Basel, Switzerland — Dr. Jörn Günther Rare Books is pleased to show in an online exhibition thirty-six manuscripts and incunables in high end quality.

Illuminated Manuscripts

The earliest manuscripts on display are from the 13th century and have mostly theological, but also jurisdictional content.

A particularly interesting example is a Psalter commentary that was written and illuminated with hundreds of ornamental and nine historiated initials in Paris around 1230-50. It was enhanced with burnished gold border decoration in Spain two centuries later. This demonstrates, how books were used, annotated, re-decorated and cherished throughout the centuries.

Books were great treasures in the Middle Ages and the Renaissance and often enough their prices equalled the costs of a great deluxe mansion.

The so-called Decretales, composed by Pope Gregory IX, and other legal texts are represented in an imposing folio volume (440 x 270 mm) with countless annotations by the first owner and illuminated (5 miniatures) by one of Paris’ most prestigious artists: The Maître Honoré around 1281.

Books of Hours are prayer books for private use – often in small format – that were not only used for personal contemplation and devotion but also as bearer of great artworks and an aesthetic attraction of prestigious libraries.

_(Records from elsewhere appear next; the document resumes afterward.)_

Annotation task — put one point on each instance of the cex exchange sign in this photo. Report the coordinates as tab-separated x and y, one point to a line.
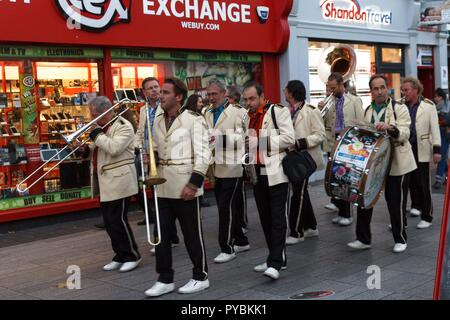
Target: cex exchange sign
98	15
94	15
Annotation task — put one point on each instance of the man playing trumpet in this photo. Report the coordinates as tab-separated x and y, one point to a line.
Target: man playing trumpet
226	122
181	143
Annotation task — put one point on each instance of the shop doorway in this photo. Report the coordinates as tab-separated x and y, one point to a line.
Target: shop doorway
426	76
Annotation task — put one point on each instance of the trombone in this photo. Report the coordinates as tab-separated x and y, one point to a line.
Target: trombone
69	139
152	180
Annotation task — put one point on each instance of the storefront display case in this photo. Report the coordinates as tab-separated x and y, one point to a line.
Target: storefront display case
48	78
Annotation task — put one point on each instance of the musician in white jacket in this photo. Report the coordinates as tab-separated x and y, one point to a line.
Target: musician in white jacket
393	118
309	135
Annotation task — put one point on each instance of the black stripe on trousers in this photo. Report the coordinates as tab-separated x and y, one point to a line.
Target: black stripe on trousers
115	217
188	215
420	188
272	209
395	191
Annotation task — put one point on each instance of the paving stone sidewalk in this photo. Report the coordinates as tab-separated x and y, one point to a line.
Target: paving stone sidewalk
35	254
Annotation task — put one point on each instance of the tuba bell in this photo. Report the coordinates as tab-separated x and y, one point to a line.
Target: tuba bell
340	59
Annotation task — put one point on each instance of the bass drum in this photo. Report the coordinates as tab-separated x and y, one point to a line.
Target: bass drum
358	166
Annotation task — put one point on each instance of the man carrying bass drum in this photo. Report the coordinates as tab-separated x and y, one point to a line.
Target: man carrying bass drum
392	117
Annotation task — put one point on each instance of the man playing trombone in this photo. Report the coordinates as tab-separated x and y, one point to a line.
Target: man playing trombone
181	143
114	173
151	90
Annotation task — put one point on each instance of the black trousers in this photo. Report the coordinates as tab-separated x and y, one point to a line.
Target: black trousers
396	190
301	212
115	216
230	230
241	200
420	188
188	214
272	208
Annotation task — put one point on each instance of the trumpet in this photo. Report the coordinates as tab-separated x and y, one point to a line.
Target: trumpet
69	139
247	159
401	100
152	180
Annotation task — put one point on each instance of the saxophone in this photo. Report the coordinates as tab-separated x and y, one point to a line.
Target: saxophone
247	159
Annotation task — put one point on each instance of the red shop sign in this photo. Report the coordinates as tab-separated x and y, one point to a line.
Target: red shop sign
230	25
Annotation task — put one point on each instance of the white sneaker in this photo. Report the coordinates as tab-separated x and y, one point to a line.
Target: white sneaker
194	286
336	219
358	245
345	222
130	265
263	267
272	273
332	207
238	249
308	233
390	227
113	265
159	289
423	224
294	240
399	247
224	257
414	212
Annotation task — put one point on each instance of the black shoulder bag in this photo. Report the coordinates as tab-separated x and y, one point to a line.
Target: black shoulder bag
297	165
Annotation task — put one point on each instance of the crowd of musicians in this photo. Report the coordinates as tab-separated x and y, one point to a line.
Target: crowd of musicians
192	142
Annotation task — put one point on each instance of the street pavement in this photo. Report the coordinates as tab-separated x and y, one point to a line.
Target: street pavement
35	255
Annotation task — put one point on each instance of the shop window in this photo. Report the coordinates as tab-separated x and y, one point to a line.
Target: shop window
58	103
391	55
196	74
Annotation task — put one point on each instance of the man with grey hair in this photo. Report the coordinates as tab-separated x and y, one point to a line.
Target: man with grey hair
227	121
113	174
233	95
425	140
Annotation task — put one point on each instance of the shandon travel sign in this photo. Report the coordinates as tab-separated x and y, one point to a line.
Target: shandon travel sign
351	11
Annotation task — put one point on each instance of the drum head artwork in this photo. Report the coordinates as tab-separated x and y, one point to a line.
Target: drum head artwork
378	169
356	151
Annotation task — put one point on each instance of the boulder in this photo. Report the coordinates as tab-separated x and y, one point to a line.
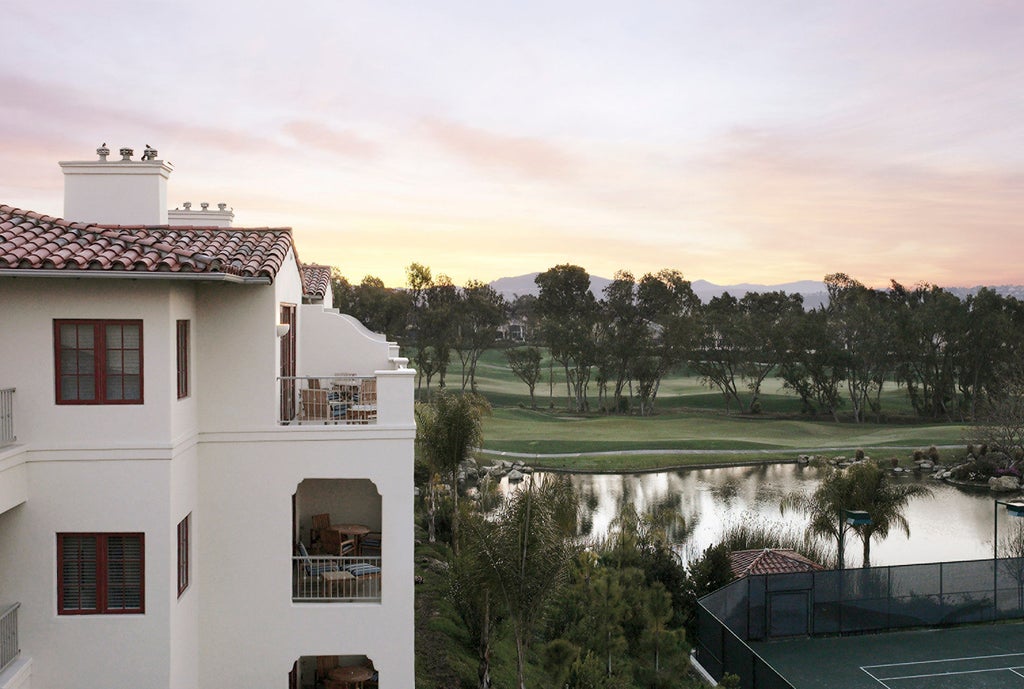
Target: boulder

Many renowned bibliophiles and collectors have employed the greatest artists of their times to decorate and illustrate their personal Books of Hours. Important panel painters like Jan van Eyck, Rogier van der Weyden, Jean Fouquet, Michelino da Besozzo, Andrea Mantegna and many more, have participated in manufacturing beautiful books for their patrons. In our stock you will find around forty Books of Hours from the 14th to the 16th century and from different regions.  

Another focus of our gallery are literary manuscripts, which are not easy to come by in complete and mint copies, because they have been read over and over again throughout the centuries and many of them have been destroyed and lost for ever. Thus, we are very proud to present an impressive number of literary and historical works, not only in excellent condition, but also illuminated by great artists for equally great collectors.

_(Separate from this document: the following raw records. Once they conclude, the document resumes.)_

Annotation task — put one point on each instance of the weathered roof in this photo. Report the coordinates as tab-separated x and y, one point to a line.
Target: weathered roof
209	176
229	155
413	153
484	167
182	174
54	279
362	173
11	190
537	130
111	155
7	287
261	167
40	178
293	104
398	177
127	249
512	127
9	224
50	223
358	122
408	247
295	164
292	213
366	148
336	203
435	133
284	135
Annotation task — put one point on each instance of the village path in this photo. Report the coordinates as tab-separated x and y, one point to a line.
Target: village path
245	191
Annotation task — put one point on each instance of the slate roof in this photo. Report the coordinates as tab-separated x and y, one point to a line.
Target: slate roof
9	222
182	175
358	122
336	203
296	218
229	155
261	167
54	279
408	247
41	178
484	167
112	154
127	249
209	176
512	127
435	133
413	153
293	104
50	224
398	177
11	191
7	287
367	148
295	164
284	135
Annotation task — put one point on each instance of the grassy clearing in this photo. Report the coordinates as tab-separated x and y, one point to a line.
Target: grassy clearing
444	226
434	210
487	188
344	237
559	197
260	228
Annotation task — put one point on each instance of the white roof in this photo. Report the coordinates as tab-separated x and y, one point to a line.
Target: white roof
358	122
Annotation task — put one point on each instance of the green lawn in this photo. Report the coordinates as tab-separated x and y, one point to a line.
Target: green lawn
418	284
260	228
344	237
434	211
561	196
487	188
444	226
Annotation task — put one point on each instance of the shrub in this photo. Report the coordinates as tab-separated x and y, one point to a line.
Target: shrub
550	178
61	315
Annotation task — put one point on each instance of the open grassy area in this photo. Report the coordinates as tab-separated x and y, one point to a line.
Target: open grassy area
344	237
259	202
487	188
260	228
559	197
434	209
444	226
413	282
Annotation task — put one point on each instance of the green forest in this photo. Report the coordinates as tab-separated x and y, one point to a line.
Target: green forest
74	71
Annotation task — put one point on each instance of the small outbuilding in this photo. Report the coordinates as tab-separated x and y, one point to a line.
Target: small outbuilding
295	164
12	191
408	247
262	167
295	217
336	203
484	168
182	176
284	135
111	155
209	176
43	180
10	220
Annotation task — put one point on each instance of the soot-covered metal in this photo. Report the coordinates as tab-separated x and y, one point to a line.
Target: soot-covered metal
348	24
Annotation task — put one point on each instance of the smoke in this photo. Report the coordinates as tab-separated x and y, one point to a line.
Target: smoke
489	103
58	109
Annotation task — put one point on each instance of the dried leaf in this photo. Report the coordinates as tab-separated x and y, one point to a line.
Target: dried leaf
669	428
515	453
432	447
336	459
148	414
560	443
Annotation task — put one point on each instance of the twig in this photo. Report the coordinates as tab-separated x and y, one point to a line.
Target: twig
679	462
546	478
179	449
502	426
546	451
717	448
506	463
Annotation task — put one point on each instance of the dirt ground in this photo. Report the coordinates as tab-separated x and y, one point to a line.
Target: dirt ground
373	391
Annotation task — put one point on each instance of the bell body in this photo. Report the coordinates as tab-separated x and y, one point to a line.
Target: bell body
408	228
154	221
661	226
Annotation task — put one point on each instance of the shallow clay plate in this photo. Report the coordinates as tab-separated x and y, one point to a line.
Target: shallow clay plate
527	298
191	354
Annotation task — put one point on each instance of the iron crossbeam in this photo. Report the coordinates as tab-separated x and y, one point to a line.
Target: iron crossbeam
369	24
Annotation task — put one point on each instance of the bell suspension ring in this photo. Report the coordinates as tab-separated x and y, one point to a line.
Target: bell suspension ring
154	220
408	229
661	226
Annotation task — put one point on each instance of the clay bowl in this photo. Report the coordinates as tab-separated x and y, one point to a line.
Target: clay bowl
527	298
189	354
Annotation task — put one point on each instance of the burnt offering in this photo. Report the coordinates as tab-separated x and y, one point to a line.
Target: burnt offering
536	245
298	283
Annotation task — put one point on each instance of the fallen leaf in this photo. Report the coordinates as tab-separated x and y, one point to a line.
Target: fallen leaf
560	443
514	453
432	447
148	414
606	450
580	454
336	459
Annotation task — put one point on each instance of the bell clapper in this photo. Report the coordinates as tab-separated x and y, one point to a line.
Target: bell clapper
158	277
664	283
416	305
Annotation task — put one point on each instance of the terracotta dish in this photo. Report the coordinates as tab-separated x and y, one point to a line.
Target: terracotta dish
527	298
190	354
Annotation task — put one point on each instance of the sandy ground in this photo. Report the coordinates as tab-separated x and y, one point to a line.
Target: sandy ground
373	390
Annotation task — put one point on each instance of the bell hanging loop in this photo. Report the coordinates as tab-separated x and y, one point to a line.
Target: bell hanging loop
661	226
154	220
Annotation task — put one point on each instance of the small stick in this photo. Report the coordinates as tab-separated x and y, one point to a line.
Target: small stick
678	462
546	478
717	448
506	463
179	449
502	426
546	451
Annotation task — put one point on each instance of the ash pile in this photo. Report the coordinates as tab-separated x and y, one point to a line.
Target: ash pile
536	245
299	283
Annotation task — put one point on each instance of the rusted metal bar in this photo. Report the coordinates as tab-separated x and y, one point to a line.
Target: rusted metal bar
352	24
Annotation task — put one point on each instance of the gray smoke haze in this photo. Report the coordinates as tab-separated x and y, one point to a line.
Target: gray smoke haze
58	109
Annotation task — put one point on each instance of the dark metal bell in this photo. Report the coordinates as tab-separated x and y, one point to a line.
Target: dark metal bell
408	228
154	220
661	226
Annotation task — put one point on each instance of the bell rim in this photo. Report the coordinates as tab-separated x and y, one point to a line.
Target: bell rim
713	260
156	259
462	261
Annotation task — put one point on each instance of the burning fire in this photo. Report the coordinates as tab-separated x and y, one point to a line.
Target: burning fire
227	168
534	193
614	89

Exploration and Colonialization

We will also present a group of works that show the material culture related to the movement of people around the world. The most extraordinary example is the San Salvador Huejotzingo Pleitos, made in Huejotzingo, Mexico in 1571. This manuscript in Spanish and Huejotzinca pictographs is written on paper by at least two hands. It is dated in 1571 and records a lawsuit of the village’s native inhabitants against a dishonest and exploitive Spanish canon. 6 fabulous drawings illustrate the details of the villagers’ dept claims. A thrilling discovery of a completely unknown, illustrated Mesoamerican codex and one of only six known extant manuscripts from this region, furthermore the only one in private hands.

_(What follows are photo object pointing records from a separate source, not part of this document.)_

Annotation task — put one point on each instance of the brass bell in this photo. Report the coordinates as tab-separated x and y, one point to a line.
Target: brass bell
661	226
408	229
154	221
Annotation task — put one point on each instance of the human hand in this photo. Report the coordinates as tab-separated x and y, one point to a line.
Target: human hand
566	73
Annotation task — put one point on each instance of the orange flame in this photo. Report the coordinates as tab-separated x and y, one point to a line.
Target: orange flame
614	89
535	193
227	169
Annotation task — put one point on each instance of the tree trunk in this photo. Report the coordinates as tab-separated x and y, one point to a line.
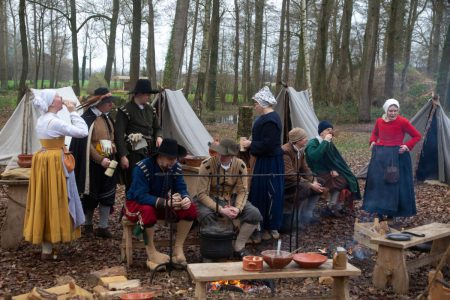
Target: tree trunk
389	76
204	59
187	87
435	37
111	51
368	60
287	51
23	41
280	47
3	46
442	85
175	51
319	82
212	74
257	46
236	54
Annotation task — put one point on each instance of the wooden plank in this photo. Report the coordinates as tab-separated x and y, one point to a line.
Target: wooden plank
432	232
203	272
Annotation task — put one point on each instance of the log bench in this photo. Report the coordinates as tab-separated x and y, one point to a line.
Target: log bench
202	273
391	265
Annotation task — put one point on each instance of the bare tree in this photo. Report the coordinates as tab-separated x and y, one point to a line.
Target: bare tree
368	60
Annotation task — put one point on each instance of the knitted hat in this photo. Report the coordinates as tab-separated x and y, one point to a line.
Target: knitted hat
225	147
324	125
296	134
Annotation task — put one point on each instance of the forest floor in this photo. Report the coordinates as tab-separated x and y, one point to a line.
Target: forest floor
21	269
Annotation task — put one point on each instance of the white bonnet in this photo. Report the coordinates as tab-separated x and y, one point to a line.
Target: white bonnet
264	97
43	99
390	102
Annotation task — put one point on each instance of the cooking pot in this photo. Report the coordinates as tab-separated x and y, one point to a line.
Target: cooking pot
216	245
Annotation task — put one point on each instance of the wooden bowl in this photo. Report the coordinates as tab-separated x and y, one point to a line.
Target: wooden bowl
252	263
309	260
276	261
137	296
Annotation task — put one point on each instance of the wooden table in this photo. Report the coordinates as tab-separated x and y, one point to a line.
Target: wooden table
202	273
11	231
391	265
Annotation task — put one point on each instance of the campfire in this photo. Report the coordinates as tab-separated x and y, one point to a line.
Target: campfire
242	286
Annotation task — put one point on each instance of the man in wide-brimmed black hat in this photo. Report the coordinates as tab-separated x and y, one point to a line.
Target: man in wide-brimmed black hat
96	189
223	195
137	131
148	199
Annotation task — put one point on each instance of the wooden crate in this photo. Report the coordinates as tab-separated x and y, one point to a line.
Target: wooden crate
363	233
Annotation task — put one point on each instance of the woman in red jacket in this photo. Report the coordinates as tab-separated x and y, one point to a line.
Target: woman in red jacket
389	184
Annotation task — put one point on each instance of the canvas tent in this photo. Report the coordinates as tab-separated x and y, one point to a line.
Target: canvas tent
179	121
295	110
431	156
18	135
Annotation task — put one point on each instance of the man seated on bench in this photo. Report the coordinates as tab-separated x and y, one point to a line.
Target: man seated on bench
158	188
222	196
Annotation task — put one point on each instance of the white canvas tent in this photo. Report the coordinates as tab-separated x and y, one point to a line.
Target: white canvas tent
431	156
295	110
18	135
179	121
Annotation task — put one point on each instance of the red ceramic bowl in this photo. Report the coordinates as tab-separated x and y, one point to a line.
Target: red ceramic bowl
309	260
137	296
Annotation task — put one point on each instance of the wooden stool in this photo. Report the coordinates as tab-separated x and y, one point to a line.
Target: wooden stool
129	243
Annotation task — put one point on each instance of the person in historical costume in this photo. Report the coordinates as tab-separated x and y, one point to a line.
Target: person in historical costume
93	155
324	159
301	189
137	132
384	196
267	192
222	195
158	190
53	212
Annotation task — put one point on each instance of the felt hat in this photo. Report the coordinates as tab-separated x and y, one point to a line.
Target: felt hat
296	134
324	125
143	86
225	147
170	148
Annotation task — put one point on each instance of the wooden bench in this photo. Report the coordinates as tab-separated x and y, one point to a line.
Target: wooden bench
202	273
129	242
391	265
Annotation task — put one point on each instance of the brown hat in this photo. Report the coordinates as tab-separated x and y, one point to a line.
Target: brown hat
296	134
225	147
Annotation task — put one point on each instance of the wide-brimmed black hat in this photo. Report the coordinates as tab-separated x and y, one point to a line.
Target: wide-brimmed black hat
143	86
103	91
225	147
170	148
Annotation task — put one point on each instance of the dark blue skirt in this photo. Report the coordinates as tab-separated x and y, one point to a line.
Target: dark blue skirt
392	199
267	192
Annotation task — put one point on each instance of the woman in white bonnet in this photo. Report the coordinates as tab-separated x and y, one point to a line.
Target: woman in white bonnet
267	192
53	212
387	194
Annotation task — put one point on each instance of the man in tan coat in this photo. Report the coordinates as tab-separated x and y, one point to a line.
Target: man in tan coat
222	194
301	189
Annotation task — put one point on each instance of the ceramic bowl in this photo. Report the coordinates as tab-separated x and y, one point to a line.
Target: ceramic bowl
309	260
276	261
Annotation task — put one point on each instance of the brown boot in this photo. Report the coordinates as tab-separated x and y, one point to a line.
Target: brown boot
183	228
155	258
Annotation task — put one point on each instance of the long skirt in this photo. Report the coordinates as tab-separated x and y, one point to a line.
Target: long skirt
267	192
47	217
392	199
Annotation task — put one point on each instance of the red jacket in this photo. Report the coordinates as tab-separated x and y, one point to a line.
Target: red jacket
392	133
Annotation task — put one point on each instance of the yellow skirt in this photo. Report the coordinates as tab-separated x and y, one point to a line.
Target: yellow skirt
47	217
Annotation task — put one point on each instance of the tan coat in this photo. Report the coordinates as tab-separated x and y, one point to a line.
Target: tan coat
207	186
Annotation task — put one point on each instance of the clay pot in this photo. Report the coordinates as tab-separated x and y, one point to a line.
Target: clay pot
309	260
252	263
24	160
276	261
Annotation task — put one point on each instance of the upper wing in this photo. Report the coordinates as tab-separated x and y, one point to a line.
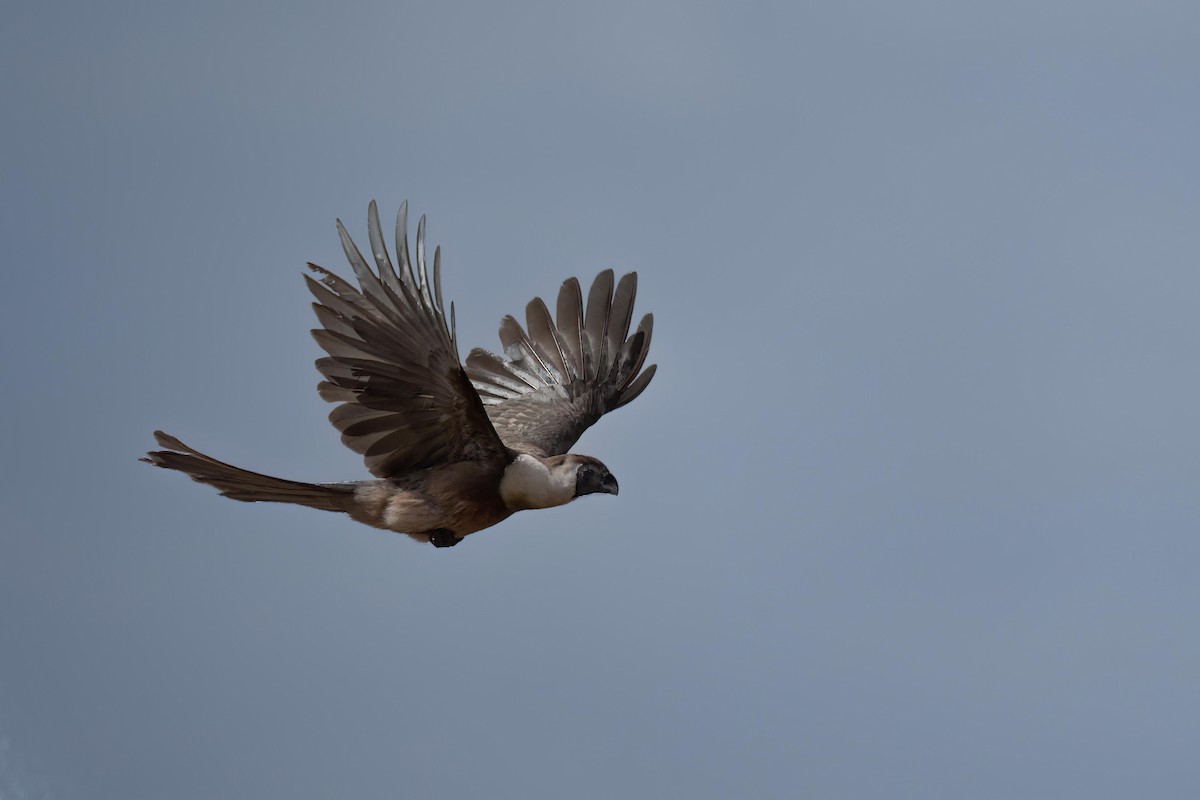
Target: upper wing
559	379
406	402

Miniatures and single leaves

Collections of single leaves and cuttings were foremostly established in the 19th century, when it was very much en vouge to use richly ornamented leaves as framed pictures on the walls. Dr. Jörn Günther Rarebooks has a considerable choice of these decorative items.

Printed books from the 15th and 16th centuries

The earliest printed books with movable types are also called incunables from the Latin word incunabula = cradle. It is still not quite clear, where this expression comes from, but the most plausible explanation is that the art of book printing was still in its nappies when these books were made.

Nevertheless, these first testimonies of a cultural shift were skilfully made and of an impressive quality.

Very soon after the invention of printing by Johannes Gutenberg around 1455, printers in Europe started to experiment with illustrated editions like the one shown here.

Albrecht Dürer was one of the most celebrated German artists of his time. His godfather, Anton Koberger, was an internationally successful printer and publisher in Nuremberg. It was in Koberger’s workshop that Dürer got in touch with the so-called “black art”. One of Dürer’s impressive projects were his “Three Large Books”: The Apocalypse (photo), the Life of the Virgin and the Passion of Christ. All executed in large woodcuts and later completed with text on the back of the leaves.

The history of the artistic book would not be complete without the ambitious projects of Emperor Maximilian I of Habsburg. He strived for immortality by setting up several large-scaled and richly illustrated editions, accomplished by the best artists of his realm. The Theuerdank, presented here in a breathtaking copy on vellum with a wonderful lavish colouring, accounts the fictive journey of the young Maximilian to his spouse to be, Mary of Burgundy.